No es la fiesta grosera que el presidente Donald Trump está celebrando por el 250 aniversario de Estados Unidos, con un enorme artilugio de metal en el Jardín Sur para las peleas en jaula de UFC el próximo fin de semana, y una manifestación solipsista protagonizada por Trump, ahora que la mayoría de las “celebridades” se han retirado. (El presidente dice que está bien porque es más grande que Elvis).
Marilyn Monroe.
Para su 80 cumpleaños, ha canalizado millones destinados a una celebración bipartidista de este notable país hacia una celebración partidista de su despreciable personalidad.
¡El Estado soy yo!
No, estoy entusiasmado con la fiesta del centenario de Marilyn Monroe, que se ha desarrollado en todo el mundo, desde una prestigiosa exposición en un museo cinematográfico de París (Cent Ans de Fascination) hasta una muestra en la Galería Nacional de Retratos de Londres; a un concierto en Japón; a una exhibición de disfraces y artefactos personales en el Academy Museum of Motion Pictures de Los Ángeles; a un alegre concurso de parecidos con Marilyns heterosexuales, gays, jóvenes, viejas e incluso barbudas en Palm Springs, California, hogar de Forever Marilyn, la estatua de ocho metros de altura y 15.000 kilogramos del ícono de íconos de Estados Unidos con su vestido blanco, plisado y amplio de The Seven Year Itch.

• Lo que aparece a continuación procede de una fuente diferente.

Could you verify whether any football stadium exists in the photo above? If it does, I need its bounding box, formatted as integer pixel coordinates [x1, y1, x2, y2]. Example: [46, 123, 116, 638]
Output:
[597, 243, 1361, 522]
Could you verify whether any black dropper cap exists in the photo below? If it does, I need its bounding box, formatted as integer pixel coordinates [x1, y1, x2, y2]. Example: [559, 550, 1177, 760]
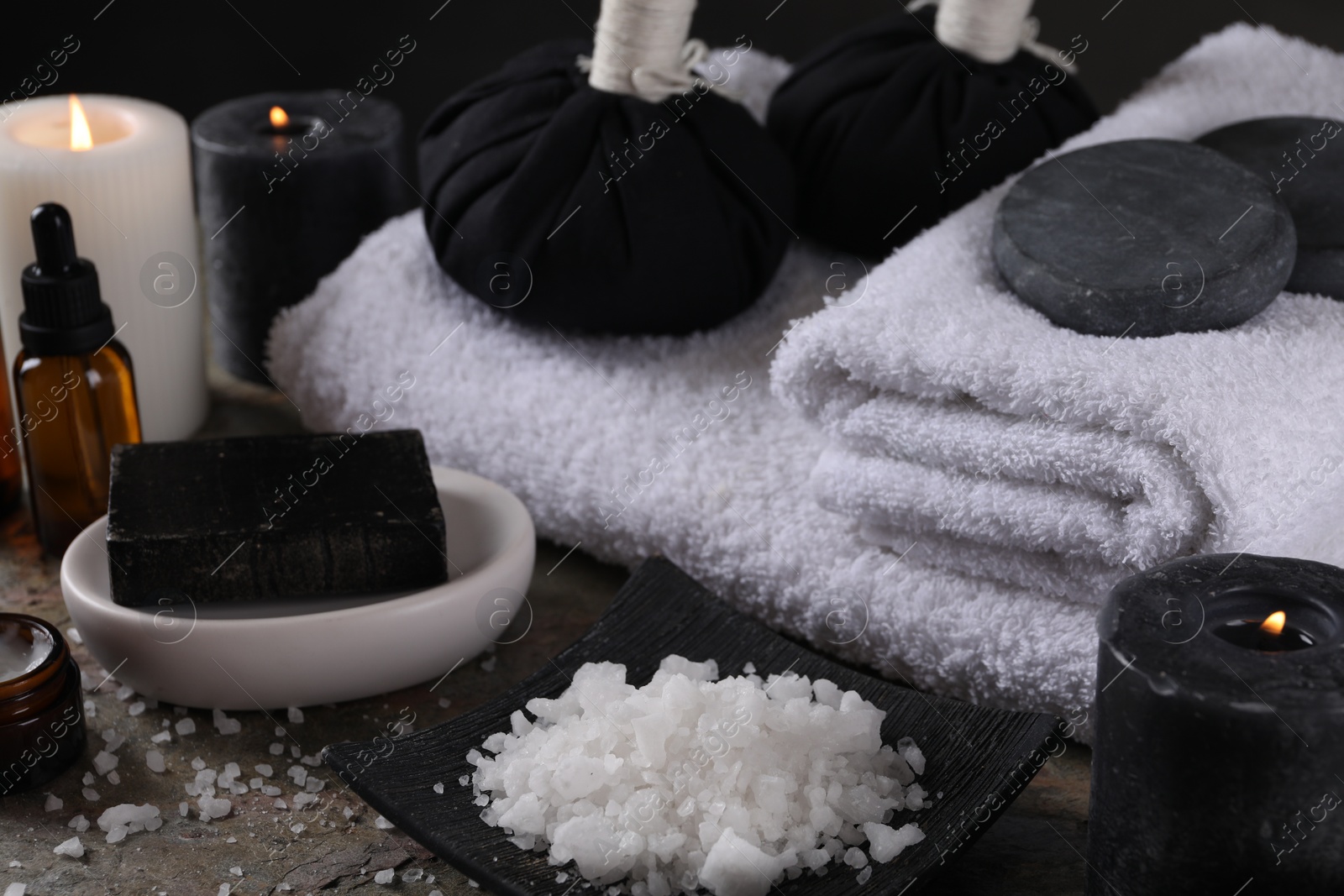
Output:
[18, 203, 116, 358]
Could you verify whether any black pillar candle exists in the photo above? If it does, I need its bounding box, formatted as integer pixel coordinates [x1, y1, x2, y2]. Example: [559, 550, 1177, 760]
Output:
[191, 90, 412, 383]
[1087, 553, 1344, 896]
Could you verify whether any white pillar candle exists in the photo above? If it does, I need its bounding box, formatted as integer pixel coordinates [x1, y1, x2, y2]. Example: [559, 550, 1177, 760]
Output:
[0, 94, 210, 441]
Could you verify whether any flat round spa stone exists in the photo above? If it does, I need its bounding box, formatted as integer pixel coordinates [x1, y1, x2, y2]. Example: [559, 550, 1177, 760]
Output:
[993, 139, 1297, 338]
[1196, 117, 1344, 298]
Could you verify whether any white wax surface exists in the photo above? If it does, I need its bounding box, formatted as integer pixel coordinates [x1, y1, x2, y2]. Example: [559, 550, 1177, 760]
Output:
[0, 94, 207, 441]
[0, 622, 54, 681]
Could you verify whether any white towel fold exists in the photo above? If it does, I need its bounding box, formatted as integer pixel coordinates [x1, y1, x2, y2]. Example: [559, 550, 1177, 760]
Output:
[270, 29, 1337, 737]
[771, 25, 1344, 602]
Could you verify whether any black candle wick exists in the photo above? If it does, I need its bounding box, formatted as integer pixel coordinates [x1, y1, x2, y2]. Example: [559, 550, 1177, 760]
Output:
[1214, 619, 1315, 652]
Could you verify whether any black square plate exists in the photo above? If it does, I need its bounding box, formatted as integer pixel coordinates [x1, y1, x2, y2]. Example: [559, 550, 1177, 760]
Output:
[323, 558, 1062, 896]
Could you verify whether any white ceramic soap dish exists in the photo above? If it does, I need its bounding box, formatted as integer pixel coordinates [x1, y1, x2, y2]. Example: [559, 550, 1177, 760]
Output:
[60, 466, 536, 710]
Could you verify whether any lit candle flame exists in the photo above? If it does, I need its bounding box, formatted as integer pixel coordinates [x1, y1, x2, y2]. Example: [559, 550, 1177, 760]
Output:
[1261, 610, 1288, 636]
[70, 94, 92, 152]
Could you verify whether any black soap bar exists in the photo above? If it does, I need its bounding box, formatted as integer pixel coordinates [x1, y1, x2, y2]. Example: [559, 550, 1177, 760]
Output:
[993, 139, 1297, 338]
[1198, 117, 1344, 298]
[108, 428, 448, 605]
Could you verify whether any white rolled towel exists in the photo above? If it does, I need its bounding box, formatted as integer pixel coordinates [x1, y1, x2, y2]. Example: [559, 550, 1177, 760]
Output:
[771, 27, 1344, 602]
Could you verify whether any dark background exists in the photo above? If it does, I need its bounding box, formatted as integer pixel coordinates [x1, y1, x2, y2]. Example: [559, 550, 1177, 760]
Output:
[0, 0, 1344, 152]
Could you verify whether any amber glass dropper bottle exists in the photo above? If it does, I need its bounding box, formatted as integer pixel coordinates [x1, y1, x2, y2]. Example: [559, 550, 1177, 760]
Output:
[13, 203, 139, 556]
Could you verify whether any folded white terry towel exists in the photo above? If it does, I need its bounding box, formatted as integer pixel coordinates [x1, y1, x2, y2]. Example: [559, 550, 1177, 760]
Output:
[270, 29, 1333, 736]
[771, 25, 1344, 602]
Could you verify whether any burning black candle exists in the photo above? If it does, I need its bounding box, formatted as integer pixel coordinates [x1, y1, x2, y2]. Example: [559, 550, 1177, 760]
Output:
[191, 90, 412, 383]
[1087, 553, 1344, 896]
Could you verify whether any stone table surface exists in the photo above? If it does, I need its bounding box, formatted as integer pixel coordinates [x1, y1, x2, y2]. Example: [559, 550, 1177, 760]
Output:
[0, 381, 1090, 896]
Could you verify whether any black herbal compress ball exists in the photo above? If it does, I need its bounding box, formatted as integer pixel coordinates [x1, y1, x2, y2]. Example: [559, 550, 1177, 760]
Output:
[766, 8, 1097, 257]
[419, 42, 795, 333]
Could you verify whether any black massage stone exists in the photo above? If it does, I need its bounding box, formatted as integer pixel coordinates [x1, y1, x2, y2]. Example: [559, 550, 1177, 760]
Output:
[993, 139, 1297, 338]
[108, 427, 448, 605]
[1198, 117, 1344, 298]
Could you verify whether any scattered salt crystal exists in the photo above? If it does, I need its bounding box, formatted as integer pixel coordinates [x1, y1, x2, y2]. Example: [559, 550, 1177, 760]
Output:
[211, 710, 244, 735]
[863, 822, 925, 864]
[197, 797, 234, 820]
[470, 656, 926, 896]
[51, 834, 83, 858]
[98, 804, 163, 844]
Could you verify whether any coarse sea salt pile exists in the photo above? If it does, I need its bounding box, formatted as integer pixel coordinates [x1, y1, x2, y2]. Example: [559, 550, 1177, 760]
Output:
[461, 656, 929, 896]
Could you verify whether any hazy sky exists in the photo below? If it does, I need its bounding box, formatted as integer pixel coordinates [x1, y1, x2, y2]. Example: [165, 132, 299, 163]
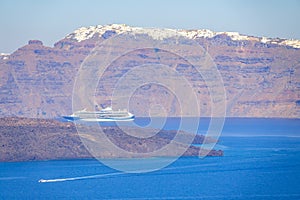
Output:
[0, 0, 300, 53]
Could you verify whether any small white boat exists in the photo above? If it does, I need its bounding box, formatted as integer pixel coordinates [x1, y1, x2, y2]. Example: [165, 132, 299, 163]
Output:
[63, 107, 134, 122]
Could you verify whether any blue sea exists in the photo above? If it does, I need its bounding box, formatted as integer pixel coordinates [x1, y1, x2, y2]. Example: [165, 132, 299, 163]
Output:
[0, 118, 300, 200]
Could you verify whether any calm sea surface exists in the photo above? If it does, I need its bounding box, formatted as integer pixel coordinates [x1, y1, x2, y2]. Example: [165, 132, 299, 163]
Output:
[0, 119, 300, 199]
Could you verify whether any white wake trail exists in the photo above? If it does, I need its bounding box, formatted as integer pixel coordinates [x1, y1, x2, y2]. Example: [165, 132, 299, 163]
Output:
[39, 172, 124, 183]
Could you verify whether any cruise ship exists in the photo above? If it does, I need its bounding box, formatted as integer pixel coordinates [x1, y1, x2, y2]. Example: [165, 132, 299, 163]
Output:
[63, 107, 134, 122]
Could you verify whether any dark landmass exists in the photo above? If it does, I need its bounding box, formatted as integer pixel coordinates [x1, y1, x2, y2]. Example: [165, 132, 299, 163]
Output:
[0, 118, 223, 162]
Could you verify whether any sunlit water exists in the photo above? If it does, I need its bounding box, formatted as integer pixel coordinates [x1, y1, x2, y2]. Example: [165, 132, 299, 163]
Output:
[0, 119, 300, 199]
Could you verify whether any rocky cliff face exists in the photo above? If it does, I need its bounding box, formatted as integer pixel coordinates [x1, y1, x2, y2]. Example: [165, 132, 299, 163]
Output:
[0, 25, 300, 118]
[0, 118, 223, 162]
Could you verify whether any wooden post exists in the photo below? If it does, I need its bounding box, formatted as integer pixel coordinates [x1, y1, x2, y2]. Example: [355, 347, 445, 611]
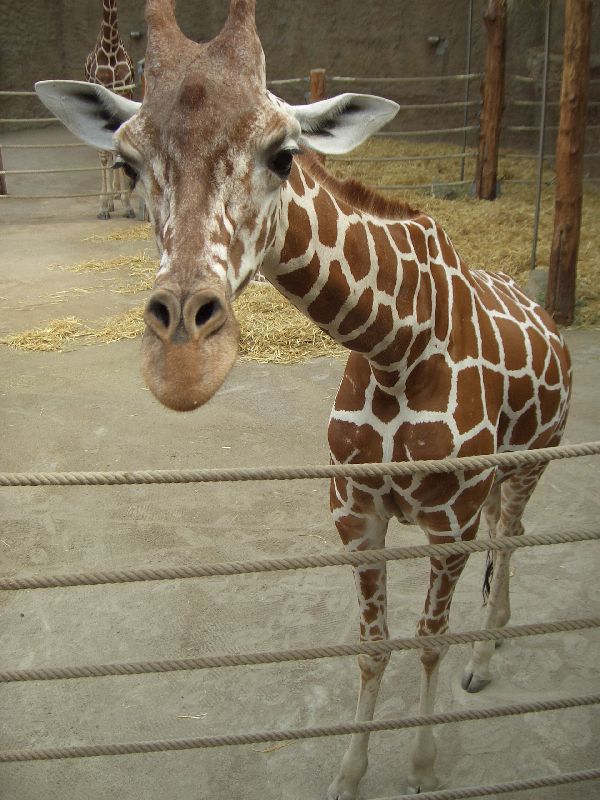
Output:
[546, 0, 592, 325]
[308, 69, 327, 164]
[475, 0, 506, 200]
[309, 69, 327, 103]
[0, 147, 8, 194]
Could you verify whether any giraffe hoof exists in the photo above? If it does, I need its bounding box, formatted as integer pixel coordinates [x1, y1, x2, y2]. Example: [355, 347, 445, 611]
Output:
[460, 670, 490, 694]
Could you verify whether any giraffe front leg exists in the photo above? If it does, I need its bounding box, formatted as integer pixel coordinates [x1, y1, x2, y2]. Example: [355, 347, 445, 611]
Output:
[98, 150, 111, 219]
[408, 548, 474, 794]
[327, 506, 389, 800]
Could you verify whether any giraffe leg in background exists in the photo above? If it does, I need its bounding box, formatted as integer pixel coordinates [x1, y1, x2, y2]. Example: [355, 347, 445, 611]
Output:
[327, 516, 389, 800]
[408, 526, 477, 793]
[111, 166, 135, 219]
[98, 150, 114, 219]
[461, 464, 546, 693]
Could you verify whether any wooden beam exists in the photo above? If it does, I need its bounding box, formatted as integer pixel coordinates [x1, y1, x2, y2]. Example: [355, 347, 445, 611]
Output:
[475, 0, 506, 200]
[308, 69, 327, 164]
[546, 0, 592, 325]
[0, 147, 7, 194]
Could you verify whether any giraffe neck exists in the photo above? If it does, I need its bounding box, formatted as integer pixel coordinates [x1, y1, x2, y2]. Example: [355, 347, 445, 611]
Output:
[261, 159, 452, 371]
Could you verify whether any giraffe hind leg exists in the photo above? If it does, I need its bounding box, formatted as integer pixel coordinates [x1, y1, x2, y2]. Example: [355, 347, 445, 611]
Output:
[408, 528, 477, 794]
[461, 464, 546, 693]
[98, 150, 114, 219]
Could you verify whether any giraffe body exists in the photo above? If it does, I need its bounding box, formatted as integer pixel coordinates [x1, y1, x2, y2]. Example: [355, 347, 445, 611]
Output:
[85, 0, 135, 219]
[38, 0, 570, 800]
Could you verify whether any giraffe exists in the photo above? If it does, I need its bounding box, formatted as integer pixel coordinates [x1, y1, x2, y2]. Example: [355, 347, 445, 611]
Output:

La rubia inteligente y tonta que cantó el feliz cumpleaños más famoso de todos los tiempos al presidente Jack Kennedy (el único evento erótico público en la historia presidencial estadounidense) está recibiendo, en efecto, un cumpleaños muy feliz. Norma Jeane Mortenson, que sobrevivió a una madre con una enfermedad mental, un padre que la abandonó, 12 hogares de acogida y algunos padres de acogida sexualmente abusivos, una avalancha de depredación sexual en Hollywood, maridos muy famosos que estaban malhumorados y celosos de su fama, y los insensibles hermanos Kennedy, está recibiendo el amor que siempre anheló.
En esta fotografía del 19 de mayo de 1962 proporcionada por la Biblioteca y Museo Presidencial John F. Kennedy, la actriz Marilyn Monroe luce el icónico vestido que usó mientras cantaba “Feliz cumpleaños” al presidente John F. Kennedy en el Madison Square Garden, durante una recepción en la ciudad de Nueva York. Junto a Monroe está Steve Smith, el cuñado del presidente Kennedy. AP
Comenzando como la Reina de las Alcachofas de Castroville, California en 1948, Norma Jeane creó a Marilyn, poniendo mucho brillo sobre heridas profundas. “Marilyn es como un velo que uso sobre Norma Jeane”, dijo una vez la actriz. Algunos de sus padres adoptivos la enviaron al cine para sacarla de la casa, y la pequeña se sentaba frente a la pantalla grande y soñaba con una vida en la que fuera deseada.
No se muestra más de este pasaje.